US coronavirus cases surpass 7 million as Midwest outbreak flares up
The number of novel coronavirus cases in the United States topped 7 million on Thursday - more than 20% of the world's total - as Midwest states reported spikes in Covid-19 infections in September, according to a Reuters tally.
The latest milestone comes just days after the nation surpassed over 200,000 Covid-19 deaths, the world's highest death toll from the virus. Each day, over 700 people die in the United States from Covid-19.
California leads the country with over 800,000 total cases, followed by Texas, Florida and New York. All Midwest states except Ohio reported more cases in the past four weeks as compared with the prior four weeks, led by South Dakota and North Dakota. South Dakota had the biggest percentage increase at 166% with 8,129 new cases, while North Dakota’s new cases doubled to 8,752 as compared to 4,243 during the same time in August.

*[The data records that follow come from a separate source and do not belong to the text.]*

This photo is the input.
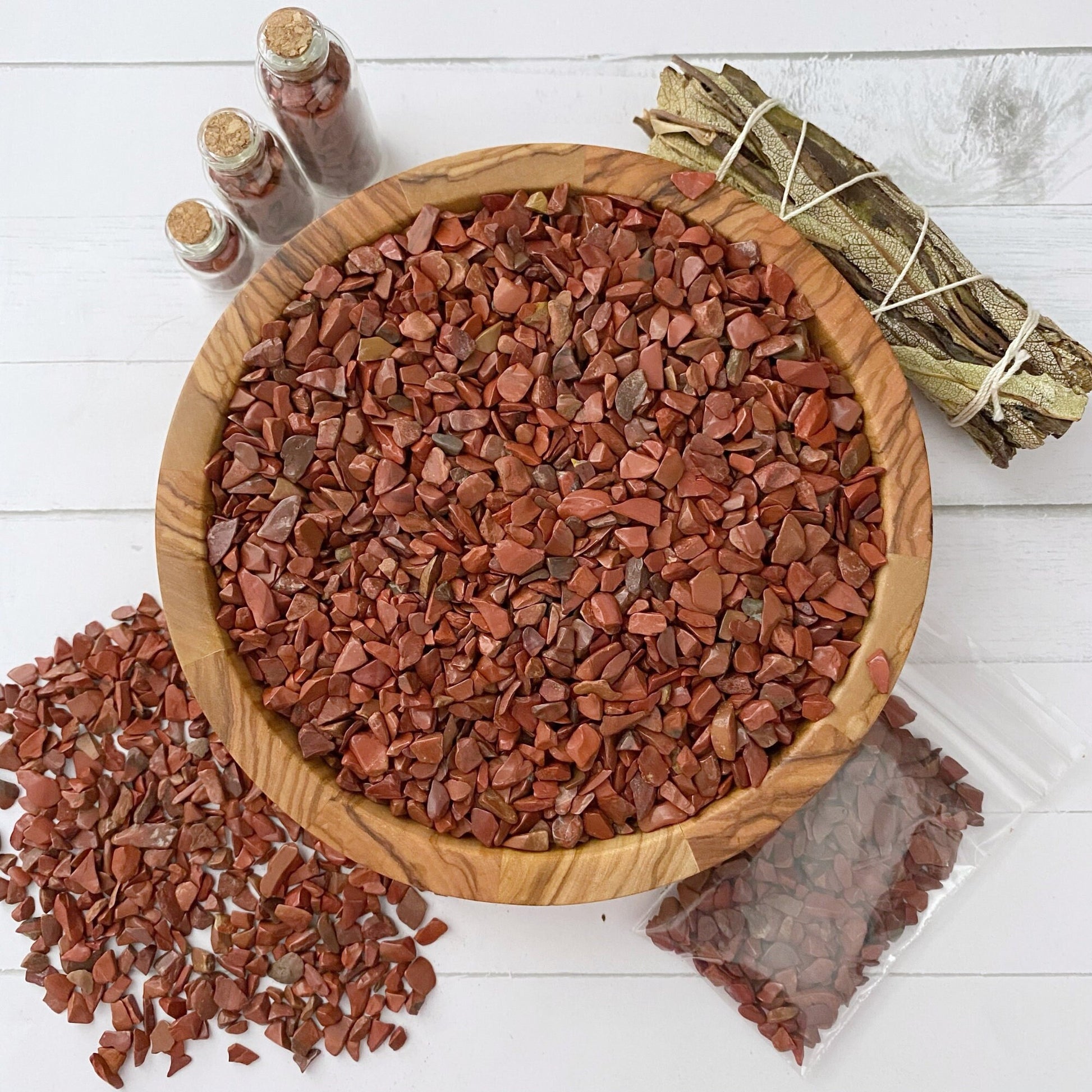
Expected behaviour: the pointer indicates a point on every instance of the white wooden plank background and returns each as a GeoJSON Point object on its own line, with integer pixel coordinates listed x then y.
{"type": "Point", "coordinates": [979, 109]}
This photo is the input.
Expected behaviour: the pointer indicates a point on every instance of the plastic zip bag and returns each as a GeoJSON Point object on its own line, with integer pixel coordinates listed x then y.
{"type": "Point", "coordinates": [801, 929]}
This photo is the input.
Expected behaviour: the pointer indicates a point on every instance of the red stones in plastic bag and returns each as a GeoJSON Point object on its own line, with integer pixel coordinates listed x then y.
{"type": "Point", "coordinates": [790, 929]}
{"type": "Point", "coordinates": [139, 829]}
{"type": "Point", "coordinates": [545, 522]}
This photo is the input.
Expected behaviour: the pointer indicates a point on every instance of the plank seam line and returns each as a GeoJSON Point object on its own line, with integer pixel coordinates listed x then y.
{"type": "Point", "coordinates": [1067, 51]}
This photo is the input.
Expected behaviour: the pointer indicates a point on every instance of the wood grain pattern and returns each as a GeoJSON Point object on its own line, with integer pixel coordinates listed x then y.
{"type": "Point", "coordinates": [264, 744]}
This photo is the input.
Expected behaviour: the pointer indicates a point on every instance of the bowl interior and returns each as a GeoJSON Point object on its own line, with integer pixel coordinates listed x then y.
{"type": "Point", "coordinates": [264, 744]}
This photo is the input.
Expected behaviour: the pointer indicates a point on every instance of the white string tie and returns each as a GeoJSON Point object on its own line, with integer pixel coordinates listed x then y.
{"type": "Point", "coordinates": [1015, 356]}
{"type": "Point", "coordinates": [757, 115]}
{"type": "Point", "coordinates": [792, 169]}
{"type": "Point", "coordinates": [831, 192]}
{"type": "Point", "coordinates": [998, 375]}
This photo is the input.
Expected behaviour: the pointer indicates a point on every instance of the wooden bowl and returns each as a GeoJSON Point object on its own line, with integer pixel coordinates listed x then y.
{"type": "Point", "coordinates": [264, 744]}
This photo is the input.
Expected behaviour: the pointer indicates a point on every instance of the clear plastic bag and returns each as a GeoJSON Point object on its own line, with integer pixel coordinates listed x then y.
{"type": "Point", "coordinates": [801, 929]}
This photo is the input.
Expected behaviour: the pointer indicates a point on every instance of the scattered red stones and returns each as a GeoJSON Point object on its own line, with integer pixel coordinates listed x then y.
{"type": "Point", "coordinates": [139, 830]}
{"type": "Point", "coordinates": [788, 929]}
{"type": "Point", "coordinates": [545, 522]}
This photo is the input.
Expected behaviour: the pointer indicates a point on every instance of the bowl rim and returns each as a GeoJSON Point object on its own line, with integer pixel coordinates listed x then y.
{"type": "Point", "coordinates": [263, 743]}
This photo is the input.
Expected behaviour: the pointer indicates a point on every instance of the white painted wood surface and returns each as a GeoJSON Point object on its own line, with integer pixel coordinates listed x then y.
{"type": "Point", "coordinates": [979, 109]}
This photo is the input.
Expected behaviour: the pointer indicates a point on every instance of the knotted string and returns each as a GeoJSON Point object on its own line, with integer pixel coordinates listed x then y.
{"type": "Point", "coordinates": [1015, 356]}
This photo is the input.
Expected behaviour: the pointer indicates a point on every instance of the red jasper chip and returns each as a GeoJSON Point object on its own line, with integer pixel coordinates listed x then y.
{"type": "Point", "coordinates": [138, 830]}
{"type": "Point", "coordinates": [790, 929]}
{"type": "Point", "coordinates": [580, 483]}
{"type": "Point", "coordinates": [692, 183]}
{"type": "Point", "coordinates": [241, 1054]}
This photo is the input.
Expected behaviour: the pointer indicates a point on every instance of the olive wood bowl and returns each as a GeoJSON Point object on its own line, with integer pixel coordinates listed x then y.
{"type": "Point", "coordinates": [264, 744]}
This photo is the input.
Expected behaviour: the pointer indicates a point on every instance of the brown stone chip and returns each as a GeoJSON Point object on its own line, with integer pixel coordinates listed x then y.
{"type": "Point", "coordinates": [508, 498]}
{"type": "Point", "coordinates": [242, 1054]}
{"type": "Point", "coordinates": [790, 929]}
{"type": "Point", "coordinates": [138, 829]}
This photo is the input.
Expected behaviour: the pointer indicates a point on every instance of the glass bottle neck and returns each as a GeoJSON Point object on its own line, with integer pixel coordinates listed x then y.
{"type": "Point", "coordinates": [245, 159]}
{"type": "Point", "coordinates": [211, 245]}
{"type": "Point", "coordinates": [307, 65]}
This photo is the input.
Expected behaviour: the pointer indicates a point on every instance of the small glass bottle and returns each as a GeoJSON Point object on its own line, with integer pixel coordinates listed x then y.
{"type": "Point", "coordinates": [256, 175]}
{"type": "Point", "coordinates": [209, 245]}
{"type": "Point", "coordinates": [309, 80]}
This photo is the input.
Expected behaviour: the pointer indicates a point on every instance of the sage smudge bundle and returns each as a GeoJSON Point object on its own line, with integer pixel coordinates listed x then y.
{"type": "Point", "coordinates": [958, 336]}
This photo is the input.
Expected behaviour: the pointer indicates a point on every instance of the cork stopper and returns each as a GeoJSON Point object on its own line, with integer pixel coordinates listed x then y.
{"type": "Point", "coordinates": [189, 223]}
{"type": "Point", "coordinates": [226, 135]}
{"type": "Point", "coordinates": [288, 32]}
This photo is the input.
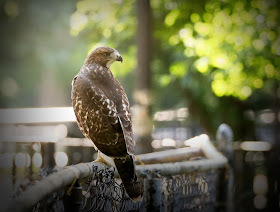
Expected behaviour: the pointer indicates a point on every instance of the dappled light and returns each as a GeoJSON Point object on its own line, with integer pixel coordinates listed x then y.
{"type": "Point", "coordinates": [187, 67]}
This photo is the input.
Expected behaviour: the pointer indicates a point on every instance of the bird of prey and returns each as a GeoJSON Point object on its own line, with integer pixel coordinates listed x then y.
{"type": "Point", "coordinates": [103, 114]}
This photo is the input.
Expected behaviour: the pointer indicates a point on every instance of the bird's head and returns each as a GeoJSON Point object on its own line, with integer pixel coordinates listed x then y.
{"type": "Point", "coordinates": [104, 56]}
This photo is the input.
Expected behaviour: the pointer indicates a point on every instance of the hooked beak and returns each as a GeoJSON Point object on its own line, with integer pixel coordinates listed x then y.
{"type": "Point", "coordinates": [119, 58]}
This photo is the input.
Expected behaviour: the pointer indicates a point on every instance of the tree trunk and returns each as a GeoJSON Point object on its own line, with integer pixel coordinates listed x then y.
{"type": "Point", "coordinates": [142, 94]}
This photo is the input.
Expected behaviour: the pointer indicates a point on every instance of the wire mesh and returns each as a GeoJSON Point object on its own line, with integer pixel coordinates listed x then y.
{"type": "Point", "coordinates": [104, 192]}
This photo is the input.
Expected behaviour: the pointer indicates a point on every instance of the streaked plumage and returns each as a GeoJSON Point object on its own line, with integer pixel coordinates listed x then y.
{"type": "Point", "coordinates": [103, 114]}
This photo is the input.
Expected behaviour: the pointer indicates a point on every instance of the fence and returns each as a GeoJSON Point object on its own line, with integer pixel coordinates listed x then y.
{"type": "Point", "coordinates": [196, 182]}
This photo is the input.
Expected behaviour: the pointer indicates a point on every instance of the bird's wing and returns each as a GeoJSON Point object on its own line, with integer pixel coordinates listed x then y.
{"type": "Point", "coordinates": [101, 118]}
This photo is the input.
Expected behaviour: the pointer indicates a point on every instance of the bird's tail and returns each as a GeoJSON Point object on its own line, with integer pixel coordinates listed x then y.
{"type": "Point", "coordinates": [126, 169]}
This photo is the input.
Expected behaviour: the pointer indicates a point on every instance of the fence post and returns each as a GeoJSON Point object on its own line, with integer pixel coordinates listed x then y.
{"type": "Point", "coordinates": [48, 150]}
{"type": "Point", "coordinates": [152, 194]}
{"type": "Point", "coordinates": [73, 198]}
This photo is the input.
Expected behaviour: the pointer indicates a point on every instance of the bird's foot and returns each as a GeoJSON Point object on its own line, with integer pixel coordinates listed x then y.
{"type": "Point", "coordinates": [99, 159]}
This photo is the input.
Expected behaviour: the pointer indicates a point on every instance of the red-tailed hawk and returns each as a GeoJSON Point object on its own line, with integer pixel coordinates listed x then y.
{"type": "Point", "coordinates": [103, 114]}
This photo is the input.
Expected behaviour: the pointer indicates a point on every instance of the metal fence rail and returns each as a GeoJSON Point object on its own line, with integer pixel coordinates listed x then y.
{"type": "Point", "coordinates": [170, 186]}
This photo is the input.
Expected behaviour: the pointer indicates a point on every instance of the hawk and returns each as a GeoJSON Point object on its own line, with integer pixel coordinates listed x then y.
{"type": "Point", "coordinates": [103, 114]}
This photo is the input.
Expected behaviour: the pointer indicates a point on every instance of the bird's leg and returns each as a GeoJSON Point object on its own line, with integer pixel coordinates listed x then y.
{"type": "Point", "coordinates": [69, 190]}
{"type": "Point", "coordinates": [140, 161]}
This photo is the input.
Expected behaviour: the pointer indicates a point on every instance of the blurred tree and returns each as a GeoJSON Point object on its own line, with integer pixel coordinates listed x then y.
{"type": "Point", "coordinates": [38, 55]}
{"type": "Point", "coordinates": [221, 56]}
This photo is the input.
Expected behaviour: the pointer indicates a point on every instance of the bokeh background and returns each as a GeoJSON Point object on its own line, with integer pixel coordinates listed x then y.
{"type": "Point", "coordinates": [188, 67]}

More than $145m lost to coronavirus-related fraud
The Federal Trade Commission has estimated that Americans have lost more than $145 million to coronavirus-related fraud, with more then 200,000 complaints filed since the onset of the pandemic.
“I’m not shocked that scams have been on the rise,” said Lucy Baker, a consumer defense associate at the United States Public Interest Research Group (via NYT).
"Scammers love natural disasters, especially in this environment where everyone is vulnerable.”
McConnell vows orderly transition of power after US election
US Senate Republican Leader Mitch McConnell on Thursday said there would be an "orderly" transition following the 3 November presidential election, one day after Trump declined to commit to a peaceful transfer of power.
"The winner of the November 3rd election will be inaugurated on January 20th. There will be an orderly transition just as there has been every four years since 1792," McConnell tweeted.
Trump's coronavirus report card
Stanford professor Michael McFaul's report card for the President of the United States doesn't make for happy reading. And in topic 15, his management of Covid-19 is assessed.
The pandemic: F+.
'Trump has grossly mishandled the domestic response to the novel coronavirus, resulting already in more than 200,000 deaths, and did next to nothing to organize a global effort. The United States has provided some humanitarian assistance to other countries.'
Coronavirus live US updates: welcome
Hello and welcome to our live, United States-focused coverage of the coronavirus pandemic. We'll endeavour to keep you up to date with all the latest social, medical and political news surrounding the Covid-19 crisis in the US as it unfolds throughout Friday 25 September.
In the US, the globe's worst-affected country, there have been nearly 6.9 cases, while the nation's death toll surpassed the 200,000 mark earlier this week.